3 Replies Latest reply on Aug 16, 2011 1:27 PM by gernot.bauer

    Problems with DIST-SYNC Cluster when restarting nodes

    gernot.bauer

      Hi,

       

      I am running a DIST-SYNC infinispan cluster with hot-rod server, BDBJE cache store and Infinispan 4.2.1-FINAL on EC2. When the cluster crashes or was shut down, the nodes do not join correctly after I restarted them.
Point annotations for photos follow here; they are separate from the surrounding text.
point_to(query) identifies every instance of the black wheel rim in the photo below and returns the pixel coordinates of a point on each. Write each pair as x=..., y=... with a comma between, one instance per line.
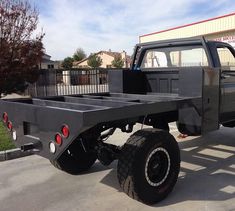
x=157, y=167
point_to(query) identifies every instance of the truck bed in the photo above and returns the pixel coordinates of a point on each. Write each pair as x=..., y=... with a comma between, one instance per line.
x=39, y=119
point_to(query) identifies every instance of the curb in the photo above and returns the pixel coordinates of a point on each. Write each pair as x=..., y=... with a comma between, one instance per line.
x=13, y=154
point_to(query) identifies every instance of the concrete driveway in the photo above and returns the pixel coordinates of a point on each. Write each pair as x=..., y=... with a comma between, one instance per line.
x=206, y=182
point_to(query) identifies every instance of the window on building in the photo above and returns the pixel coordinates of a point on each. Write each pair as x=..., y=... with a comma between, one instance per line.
x=227, y=60
x=182, y=56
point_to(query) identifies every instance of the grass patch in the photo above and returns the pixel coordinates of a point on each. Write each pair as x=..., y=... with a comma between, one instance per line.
x=5, y=139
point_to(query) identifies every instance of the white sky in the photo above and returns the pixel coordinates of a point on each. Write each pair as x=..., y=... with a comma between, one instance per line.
x=96, y=25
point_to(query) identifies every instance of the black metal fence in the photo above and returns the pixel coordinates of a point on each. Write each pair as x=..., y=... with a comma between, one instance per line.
x=67, y=82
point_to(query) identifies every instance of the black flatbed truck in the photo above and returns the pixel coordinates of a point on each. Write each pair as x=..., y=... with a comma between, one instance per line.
x=181, y=80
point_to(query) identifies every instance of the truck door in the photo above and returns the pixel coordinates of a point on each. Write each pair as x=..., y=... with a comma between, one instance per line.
x=226, y=56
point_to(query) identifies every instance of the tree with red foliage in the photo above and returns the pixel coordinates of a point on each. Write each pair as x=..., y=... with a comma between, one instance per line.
x=20, y=53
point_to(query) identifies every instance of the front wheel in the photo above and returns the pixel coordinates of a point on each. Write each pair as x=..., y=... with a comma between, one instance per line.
x=149, y=165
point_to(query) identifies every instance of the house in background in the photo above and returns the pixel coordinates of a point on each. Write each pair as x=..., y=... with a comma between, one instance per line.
x=47, y=63
x=107, y=58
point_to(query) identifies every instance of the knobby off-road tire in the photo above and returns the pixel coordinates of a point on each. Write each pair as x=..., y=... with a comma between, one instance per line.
x=75, y=159
x=149, y=165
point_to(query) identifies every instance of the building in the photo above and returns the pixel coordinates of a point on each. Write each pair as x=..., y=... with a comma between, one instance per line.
x=47, y=63
x=107, y=58
x=220, y=28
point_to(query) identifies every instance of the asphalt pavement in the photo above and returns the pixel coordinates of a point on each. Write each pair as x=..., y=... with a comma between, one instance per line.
x=206, y=181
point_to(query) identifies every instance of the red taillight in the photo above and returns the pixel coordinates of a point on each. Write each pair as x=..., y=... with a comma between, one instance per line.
x=9, y=126
x=65, y=131
x=5, y=117
x=58, y=139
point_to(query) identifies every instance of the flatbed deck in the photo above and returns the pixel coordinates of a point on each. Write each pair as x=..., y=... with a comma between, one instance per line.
x=96, y=108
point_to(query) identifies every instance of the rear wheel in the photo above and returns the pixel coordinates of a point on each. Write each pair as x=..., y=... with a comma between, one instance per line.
x=76, y=159
x=149, y=165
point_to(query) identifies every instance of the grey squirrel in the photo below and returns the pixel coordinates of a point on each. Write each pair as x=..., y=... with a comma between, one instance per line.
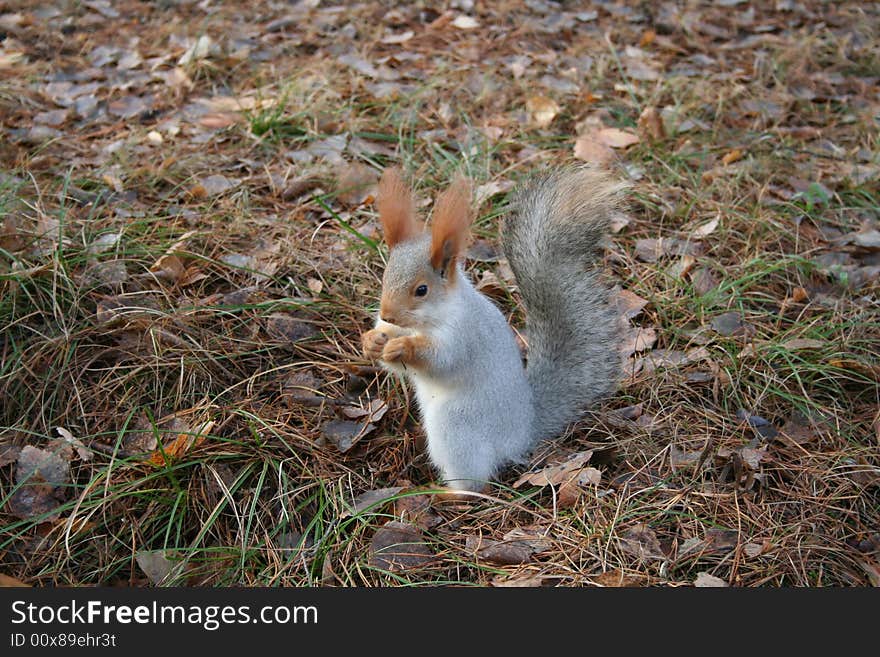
x=481, y=408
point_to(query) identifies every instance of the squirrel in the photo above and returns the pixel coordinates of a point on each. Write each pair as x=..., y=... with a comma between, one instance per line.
x=481, y=407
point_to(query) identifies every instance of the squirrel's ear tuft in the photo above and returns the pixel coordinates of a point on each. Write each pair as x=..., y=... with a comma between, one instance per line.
x=396, y=208
x=450, y=224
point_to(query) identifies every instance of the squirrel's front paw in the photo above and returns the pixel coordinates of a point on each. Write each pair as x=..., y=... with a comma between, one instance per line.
x=398, y=350
x=374, y=342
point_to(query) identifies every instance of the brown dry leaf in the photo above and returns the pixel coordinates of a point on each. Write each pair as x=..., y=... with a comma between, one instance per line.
x=356, y=184
x=213, y=185
x=374, y=410
x=803, y=343
x=168, y=267
x=465, y=22
x=616, y=579
x=630, y=304
x=345, y=434
x=641, y=542
x=155, y=565
x=8, y=581
x=542, y=110
x=638, y=339
x=492, y=188
x=704, y=281
x=732, y=156
x=651, y=250
x=193, y=274
x=706, y=229
x=679, y=458
x=568, y=470
x=219, y=120
x=705, y=580
x=287, y=328
x=129, y=107
x=399, y=546
x=731, y=324
x=9, y=454
x=185, y=442
x=872, y=570
x=503, y=553
x=523, y=580
x=615, y=138
x=681, y=267
x=42, y=477
x=490, y=285
x=84, y=452
x=370, y=499
x=589, y=149
x=650, y=125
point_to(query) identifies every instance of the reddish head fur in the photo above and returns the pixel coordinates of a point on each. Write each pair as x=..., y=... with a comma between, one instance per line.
x=396, y=208
x=450, y=224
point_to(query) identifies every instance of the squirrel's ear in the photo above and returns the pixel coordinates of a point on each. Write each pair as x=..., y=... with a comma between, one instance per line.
x=396, y=208
x=450, y=224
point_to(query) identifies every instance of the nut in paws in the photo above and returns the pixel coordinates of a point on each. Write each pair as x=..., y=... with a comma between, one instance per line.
x=397, y=349
x=374, y=342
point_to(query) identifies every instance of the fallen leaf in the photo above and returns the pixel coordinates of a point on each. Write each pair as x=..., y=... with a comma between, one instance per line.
x=183, y=443
x=542, y=110
x=680, y=458
x=641, y=542
x=706, y=229
x=524, y=580
x=589, y=149
x=651, y=250
x=374, y=411
x=128, y=107
x=201, y=49
x=568, y=470
x=616, y=138
x=705, y=580
x=356, y=183
x=7, y=581
x=42, y=478
x=219, y=120
x=370, y=499
x=616, y=579
x=730, y=324
x=168, y=267
x=704, y=281
x=681, y=267
x=345, y=434
x=492, y=188
x=650, y=125
x=803, y=343
x=155, y=565
x=638, y=339
x=9, y=454
x=213, y=185
x=399, y=546
x=732, y=156
x=394, y=39
x=84, y=452
x=464, y=22
x=630, y=304
x=287, y=328
x=759, y=424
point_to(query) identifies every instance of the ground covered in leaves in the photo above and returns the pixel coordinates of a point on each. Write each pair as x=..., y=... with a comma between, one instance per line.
x=189, y=253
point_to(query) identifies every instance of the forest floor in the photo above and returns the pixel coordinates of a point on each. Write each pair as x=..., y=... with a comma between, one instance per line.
x=189, y=253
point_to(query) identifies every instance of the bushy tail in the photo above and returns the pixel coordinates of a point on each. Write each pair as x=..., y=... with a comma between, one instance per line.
x=552, y=240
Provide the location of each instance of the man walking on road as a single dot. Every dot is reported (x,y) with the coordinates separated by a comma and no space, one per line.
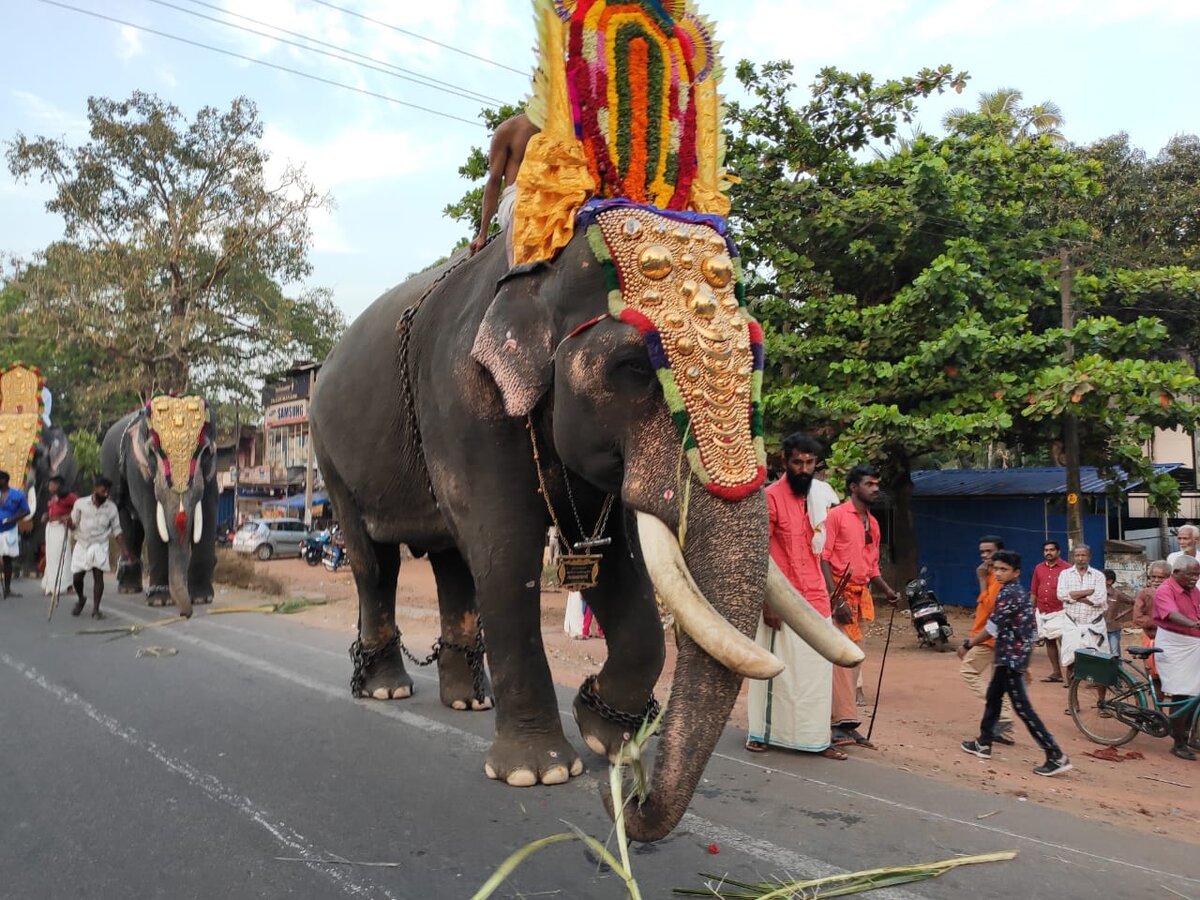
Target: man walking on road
(94,521)
(13,508)
(1084,598)
(978,654)
(792,709)
(852,551)
(1049,607)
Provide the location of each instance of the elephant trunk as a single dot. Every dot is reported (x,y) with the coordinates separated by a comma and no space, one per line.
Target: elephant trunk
(726,556)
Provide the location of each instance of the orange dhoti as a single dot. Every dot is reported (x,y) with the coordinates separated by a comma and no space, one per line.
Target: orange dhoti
(845,709)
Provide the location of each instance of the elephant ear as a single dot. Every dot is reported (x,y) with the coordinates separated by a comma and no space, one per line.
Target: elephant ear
(515,342)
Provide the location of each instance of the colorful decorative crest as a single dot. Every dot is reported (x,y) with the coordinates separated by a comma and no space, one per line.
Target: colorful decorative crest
(21,420)
(625,95)
(675,277)
(179,429)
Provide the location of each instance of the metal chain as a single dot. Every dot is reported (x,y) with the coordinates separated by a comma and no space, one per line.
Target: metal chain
(591,697)
(405,330)
(364,659)
(601,522)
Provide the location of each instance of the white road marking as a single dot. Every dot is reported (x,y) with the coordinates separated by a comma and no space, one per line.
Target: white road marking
(209,785)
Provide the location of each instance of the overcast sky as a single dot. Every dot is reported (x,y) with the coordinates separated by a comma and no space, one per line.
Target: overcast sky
(1111,65)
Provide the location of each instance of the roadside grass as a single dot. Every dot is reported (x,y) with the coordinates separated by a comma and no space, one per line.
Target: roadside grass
(239,571)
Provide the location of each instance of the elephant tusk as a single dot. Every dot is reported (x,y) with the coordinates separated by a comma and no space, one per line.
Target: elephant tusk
(161,520)
(672,581)
(811,627)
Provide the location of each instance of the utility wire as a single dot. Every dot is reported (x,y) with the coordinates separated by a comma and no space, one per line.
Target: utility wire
(421,37)
(409,75)
(262,63)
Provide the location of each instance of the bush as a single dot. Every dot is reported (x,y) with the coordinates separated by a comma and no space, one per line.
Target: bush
(238,571)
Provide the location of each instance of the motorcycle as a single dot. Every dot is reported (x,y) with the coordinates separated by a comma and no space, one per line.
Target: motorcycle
(928,613)
(312,549)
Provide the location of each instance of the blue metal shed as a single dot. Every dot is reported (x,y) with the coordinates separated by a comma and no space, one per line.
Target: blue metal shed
(1024,507)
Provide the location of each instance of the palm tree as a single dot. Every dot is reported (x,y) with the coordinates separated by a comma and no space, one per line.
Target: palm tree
(1002,107)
      The steps I perform are (IP addresses are masked - I use the machine's public IP address for startup):

      • Start node1 (./startServer.sh -r hotrod -p 11222 -l 0.0.0.1 -c ec2InfinispanConfig.xml)
      • Wait until this node is up and running (= all caches have bean loaded and the server is bound to port 11222)
      • Start node2 (./startServer.sh -r hotrod -p 11222 -l 0.0.0.2 -c ec2InfinispanConfig.xml)

       

      The log shows that the second node tries to join the cluster, but soon after the start i see log messages like the following on node 1:

      ERROR [org.jgroups.protocols.TCP] (OOB-2,infinispan-cluster-set,ip-0-0-0-1-493) failed sending message to ip-0-0-0-2-60013 (60108 bytes): java.lang.IllegalStateException: Queue full, cause: null

       

      Does anyone have any idea what is going wrong? Right now, my only "workaround" is to clear the cache store. This is acceptable for dev, but unfortunately not for production.